I have downloaded the “Methylation_(1kb_upstream_TSS)_subsetted_NAsdropped.csv” file for a particular cell line and tried to open it in Excel. It shows up as continuous text and when I change text to columns (separated by comma), it does not look correctly formatted. Is there a way to have this data in two columns only, one with the gene/coordinates and the other with the methylation values? Moreover, which genome build was used for obtaining the coordinate positions of CpG sites?
Thanks a lot in advance.
No, today the portal doesn’t have the ability to format the file in that way.

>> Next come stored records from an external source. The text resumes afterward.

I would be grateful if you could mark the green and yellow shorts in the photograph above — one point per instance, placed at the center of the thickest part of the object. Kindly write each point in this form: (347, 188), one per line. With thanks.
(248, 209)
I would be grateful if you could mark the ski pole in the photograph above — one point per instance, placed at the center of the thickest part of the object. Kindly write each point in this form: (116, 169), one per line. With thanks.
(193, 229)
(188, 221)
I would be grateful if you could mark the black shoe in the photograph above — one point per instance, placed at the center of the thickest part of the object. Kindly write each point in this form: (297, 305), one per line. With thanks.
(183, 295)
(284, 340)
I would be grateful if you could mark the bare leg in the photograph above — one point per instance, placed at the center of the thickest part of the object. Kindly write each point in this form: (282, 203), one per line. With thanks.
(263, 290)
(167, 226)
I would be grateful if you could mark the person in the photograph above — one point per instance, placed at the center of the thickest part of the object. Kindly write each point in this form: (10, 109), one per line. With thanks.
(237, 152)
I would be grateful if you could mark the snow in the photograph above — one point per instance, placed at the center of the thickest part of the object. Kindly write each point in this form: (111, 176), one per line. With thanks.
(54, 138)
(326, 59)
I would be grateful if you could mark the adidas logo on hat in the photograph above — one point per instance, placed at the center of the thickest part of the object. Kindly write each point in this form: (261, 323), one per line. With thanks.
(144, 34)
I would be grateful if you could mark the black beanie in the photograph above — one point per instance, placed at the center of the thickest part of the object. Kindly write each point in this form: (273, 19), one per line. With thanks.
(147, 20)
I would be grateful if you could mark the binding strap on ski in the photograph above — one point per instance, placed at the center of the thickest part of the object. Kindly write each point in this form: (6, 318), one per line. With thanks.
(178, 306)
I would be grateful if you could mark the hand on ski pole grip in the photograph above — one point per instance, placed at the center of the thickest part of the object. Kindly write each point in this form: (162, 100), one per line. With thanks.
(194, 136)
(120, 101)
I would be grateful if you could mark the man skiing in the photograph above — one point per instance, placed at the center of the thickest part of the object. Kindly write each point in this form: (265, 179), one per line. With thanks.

If “Custom Downloads” doesn’t support the transform you want, you might find it easier to transform the file into the format you’d like starting with the original file which can be downloaded from the “Download Files” section: DepMap Data Downloads
Thanks a lot for your reply.
I have already downloaded the original file and formatted according to our needs. It is fine now.
Could you please help to clarify one issue for me? Some coordinate entries in the original file (CCLE_RRBS_TSS1Kb_20181022.txt) have associated more than one CpG site at a time. The methylation frequency in these entries is the average of the methylation frequencies of those sites? Is there a paper that describes these datasets and how they were produced?
Thank you very much in advance.
I believe these data published as part of the paper Next-generation characterization of the Cancer Cell Line Encyclopedia | Nature and the generation of the data is described in the supplemental text.